丢弃小于最小文件大小的curl下载 [英] Discard curl downloads below a minimum file size
问题描述
我经常需要遍历通过 curl
进行的某些图像下载,并希望丢弃那些小于特定文件大小的下载,因为它们显然不存在.e.返回的图像"是404页. curl
具有一个-max-filesize
选项,但没有一个用于最小文件大小.
I regularly need to iterate through some image downloads via curl
and want to discard those downloads that are below a certain file size, because they obviously don't exist, i. e. the returned "image" is a 404 page. curl
has a --max-filesize
option, but not one for minimum file sizes.

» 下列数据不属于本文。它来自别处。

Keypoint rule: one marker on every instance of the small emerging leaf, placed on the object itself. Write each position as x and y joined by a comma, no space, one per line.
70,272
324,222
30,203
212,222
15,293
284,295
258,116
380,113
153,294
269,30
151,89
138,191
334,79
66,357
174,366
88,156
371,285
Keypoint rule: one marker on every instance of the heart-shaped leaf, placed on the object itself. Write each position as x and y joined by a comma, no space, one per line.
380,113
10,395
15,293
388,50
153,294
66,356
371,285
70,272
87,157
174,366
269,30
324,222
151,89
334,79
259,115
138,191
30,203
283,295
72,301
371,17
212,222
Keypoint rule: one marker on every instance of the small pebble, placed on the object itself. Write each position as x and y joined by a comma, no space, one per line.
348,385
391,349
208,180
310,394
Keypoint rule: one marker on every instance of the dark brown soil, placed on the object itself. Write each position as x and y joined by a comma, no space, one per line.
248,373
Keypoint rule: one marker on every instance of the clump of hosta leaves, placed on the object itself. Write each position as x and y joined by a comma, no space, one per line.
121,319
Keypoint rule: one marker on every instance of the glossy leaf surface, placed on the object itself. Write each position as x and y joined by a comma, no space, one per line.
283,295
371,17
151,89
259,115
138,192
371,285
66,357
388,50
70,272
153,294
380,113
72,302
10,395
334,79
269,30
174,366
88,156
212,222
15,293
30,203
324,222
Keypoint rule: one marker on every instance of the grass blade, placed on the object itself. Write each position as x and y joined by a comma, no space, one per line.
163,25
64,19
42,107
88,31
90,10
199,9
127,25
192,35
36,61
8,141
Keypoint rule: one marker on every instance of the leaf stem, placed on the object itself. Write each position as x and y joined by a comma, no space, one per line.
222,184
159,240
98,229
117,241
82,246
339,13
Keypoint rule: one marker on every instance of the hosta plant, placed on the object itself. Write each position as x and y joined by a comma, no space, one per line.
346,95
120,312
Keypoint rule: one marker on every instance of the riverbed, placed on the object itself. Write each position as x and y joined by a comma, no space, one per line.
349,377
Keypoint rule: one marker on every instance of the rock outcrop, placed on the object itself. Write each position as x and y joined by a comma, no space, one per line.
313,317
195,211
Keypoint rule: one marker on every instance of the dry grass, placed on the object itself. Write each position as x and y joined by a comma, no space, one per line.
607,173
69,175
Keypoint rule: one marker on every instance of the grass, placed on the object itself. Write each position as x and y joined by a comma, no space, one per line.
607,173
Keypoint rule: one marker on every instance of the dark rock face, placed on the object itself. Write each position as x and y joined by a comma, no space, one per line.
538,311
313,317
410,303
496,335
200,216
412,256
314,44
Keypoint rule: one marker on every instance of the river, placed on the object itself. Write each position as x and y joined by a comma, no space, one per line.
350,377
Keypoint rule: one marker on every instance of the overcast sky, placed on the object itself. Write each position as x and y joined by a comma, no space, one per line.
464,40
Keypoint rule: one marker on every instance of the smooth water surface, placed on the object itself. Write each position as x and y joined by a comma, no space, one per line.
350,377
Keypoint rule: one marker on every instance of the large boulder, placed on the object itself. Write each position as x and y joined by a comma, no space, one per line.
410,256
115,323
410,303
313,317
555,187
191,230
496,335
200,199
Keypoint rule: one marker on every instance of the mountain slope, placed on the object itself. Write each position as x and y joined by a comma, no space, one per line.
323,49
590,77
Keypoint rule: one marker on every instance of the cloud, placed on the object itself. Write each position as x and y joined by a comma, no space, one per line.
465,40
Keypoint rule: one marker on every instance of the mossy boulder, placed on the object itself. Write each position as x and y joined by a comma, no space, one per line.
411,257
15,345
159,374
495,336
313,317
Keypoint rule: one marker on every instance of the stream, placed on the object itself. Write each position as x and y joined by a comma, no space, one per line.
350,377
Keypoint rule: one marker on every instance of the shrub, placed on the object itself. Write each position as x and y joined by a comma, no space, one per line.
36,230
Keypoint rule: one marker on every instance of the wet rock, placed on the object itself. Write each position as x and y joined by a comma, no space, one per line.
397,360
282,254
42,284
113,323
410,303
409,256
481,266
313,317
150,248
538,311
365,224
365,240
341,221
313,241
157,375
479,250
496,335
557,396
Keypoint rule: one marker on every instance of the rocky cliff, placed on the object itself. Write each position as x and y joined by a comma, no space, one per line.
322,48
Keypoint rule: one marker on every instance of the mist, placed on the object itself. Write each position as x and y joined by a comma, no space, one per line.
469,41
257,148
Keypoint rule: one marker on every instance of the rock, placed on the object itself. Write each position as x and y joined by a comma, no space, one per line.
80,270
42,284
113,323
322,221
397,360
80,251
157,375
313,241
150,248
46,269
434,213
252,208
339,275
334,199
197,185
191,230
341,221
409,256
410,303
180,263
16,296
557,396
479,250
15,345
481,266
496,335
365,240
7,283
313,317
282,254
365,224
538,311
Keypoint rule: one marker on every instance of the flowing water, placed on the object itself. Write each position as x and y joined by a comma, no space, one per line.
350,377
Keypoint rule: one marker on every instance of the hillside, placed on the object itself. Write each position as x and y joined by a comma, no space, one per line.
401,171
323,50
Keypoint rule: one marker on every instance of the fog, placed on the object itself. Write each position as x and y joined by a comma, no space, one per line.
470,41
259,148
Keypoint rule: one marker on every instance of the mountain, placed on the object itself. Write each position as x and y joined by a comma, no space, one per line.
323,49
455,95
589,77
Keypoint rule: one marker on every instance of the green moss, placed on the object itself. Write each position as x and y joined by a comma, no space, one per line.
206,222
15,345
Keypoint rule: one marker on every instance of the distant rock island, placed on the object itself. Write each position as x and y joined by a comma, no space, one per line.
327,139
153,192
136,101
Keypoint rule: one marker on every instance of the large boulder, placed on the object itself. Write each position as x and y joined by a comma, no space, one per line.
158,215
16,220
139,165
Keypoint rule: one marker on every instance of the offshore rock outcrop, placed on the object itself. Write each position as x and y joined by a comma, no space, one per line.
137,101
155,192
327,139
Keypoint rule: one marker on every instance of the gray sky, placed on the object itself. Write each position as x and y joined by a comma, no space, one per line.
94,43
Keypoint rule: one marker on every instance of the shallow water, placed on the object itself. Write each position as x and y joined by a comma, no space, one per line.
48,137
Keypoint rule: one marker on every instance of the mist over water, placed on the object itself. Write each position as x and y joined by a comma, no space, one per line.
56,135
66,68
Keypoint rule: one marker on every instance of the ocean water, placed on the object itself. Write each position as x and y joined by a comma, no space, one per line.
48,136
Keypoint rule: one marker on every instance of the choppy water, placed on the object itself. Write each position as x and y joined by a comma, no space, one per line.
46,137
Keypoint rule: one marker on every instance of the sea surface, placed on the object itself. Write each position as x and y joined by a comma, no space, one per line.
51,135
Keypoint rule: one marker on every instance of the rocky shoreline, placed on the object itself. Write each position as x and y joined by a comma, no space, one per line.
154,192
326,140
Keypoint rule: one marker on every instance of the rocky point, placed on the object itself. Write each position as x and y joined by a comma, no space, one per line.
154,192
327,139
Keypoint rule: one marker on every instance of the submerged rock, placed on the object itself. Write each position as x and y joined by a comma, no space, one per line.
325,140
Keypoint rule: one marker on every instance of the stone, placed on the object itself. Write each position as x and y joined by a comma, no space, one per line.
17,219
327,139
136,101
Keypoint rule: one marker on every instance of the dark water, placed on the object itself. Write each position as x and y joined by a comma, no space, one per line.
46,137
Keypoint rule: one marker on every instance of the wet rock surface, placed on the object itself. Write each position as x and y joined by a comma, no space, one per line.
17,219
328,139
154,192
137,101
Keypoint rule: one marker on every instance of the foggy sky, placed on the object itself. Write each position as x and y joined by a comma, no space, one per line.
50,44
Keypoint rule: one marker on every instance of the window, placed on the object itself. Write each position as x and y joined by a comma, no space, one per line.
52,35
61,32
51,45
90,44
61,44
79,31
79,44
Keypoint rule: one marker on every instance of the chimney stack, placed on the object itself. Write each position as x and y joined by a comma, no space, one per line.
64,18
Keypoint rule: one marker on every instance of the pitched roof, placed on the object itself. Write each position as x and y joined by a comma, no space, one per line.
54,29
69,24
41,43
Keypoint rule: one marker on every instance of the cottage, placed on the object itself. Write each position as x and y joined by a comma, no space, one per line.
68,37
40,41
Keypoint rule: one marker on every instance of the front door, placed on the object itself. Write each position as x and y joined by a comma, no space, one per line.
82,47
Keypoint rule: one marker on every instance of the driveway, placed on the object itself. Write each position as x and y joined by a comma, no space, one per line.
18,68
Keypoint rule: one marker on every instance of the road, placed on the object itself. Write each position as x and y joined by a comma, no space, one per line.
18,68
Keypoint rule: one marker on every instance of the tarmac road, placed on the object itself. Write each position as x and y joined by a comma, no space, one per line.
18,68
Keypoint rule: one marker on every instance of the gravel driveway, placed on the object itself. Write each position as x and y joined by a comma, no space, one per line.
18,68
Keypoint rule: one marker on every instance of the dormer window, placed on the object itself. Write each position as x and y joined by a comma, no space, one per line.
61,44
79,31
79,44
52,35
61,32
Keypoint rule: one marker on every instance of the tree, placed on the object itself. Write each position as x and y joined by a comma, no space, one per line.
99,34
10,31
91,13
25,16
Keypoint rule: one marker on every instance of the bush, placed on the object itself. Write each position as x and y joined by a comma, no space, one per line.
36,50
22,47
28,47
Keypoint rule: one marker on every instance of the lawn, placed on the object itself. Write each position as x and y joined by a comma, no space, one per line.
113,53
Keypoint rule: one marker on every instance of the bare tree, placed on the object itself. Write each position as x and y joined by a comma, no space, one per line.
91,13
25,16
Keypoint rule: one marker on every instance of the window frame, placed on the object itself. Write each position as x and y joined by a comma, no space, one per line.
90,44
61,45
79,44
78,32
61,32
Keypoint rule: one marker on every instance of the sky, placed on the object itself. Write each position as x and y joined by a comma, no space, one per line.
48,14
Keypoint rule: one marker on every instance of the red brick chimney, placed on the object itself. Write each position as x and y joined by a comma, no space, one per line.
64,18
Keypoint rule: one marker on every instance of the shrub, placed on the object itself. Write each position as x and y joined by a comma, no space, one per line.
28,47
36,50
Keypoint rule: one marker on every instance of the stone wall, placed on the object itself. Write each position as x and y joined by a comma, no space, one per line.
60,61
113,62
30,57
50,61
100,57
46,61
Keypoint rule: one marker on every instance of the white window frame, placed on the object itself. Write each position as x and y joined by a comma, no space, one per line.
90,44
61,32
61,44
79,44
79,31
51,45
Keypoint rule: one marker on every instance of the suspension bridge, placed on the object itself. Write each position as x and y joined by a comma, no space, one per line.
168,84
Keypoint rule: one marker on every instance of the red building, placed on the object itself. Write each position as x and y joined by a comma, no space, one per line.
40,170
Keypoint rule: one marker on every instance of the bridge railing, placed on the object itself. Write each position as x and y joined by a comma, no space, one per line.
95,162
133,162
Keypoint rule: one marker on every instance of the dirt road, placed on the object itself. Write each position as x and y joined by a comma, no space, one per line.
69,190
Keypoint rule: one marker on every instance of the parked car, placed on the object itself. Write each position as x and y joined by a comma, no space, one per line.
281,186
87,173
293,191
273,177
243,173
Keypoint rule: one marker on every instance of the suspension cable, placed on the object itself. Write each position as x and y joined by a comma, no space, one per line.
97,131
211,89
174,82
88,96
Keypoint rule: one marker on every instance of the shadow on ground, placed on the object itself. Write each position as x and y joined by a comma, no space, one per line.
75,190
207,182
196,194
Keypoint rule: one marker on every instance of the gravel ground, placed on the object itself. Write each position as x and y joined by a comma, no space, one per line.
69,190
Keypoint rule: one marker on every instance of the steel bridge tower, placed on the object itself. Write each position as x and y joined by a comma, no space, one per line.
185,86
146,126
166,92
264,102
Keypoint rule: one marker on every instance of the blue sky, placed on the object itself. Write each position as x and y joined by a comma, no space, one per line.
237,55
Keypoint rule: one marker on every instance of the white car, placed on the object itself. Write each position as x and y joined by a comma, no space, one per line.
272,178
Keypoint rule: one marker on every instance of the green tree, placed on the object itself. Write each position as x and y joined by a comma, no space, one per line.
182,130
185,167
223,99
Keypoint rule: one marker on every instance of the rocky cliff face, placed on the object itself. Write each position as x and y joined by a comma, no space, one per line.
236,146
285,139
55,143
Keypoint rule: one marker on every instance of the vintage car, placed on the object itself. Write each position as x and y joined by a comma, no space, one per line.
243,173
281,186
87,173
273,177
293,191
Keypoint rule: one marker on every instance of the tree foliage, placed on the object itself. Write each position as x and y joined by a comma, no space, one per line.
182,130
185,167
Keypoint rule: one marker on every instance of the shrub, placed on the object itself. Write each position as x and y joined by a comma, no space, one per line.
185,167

我正在考虑将URL图像位置和最小文件大小传递给脚本 curlmin
的地方,例如
I was thinking of something where I would pass the URL image location and the minimum file size to the script curlmin
, such as
curlmin网址minfilesize
curlmin url minfilesize
我相信,由于我使用的字母数字序列使用[]进行迭代,因此我需要能够即时"删除小于特定文件大小的那些文件.我在下面的尝试还没有完成,因为我一直在坚持如何在"if"语句中引用当前"文件以及如何实际删除该文件.但这也可能是我的一个班轮也不是一开始就可以工作的.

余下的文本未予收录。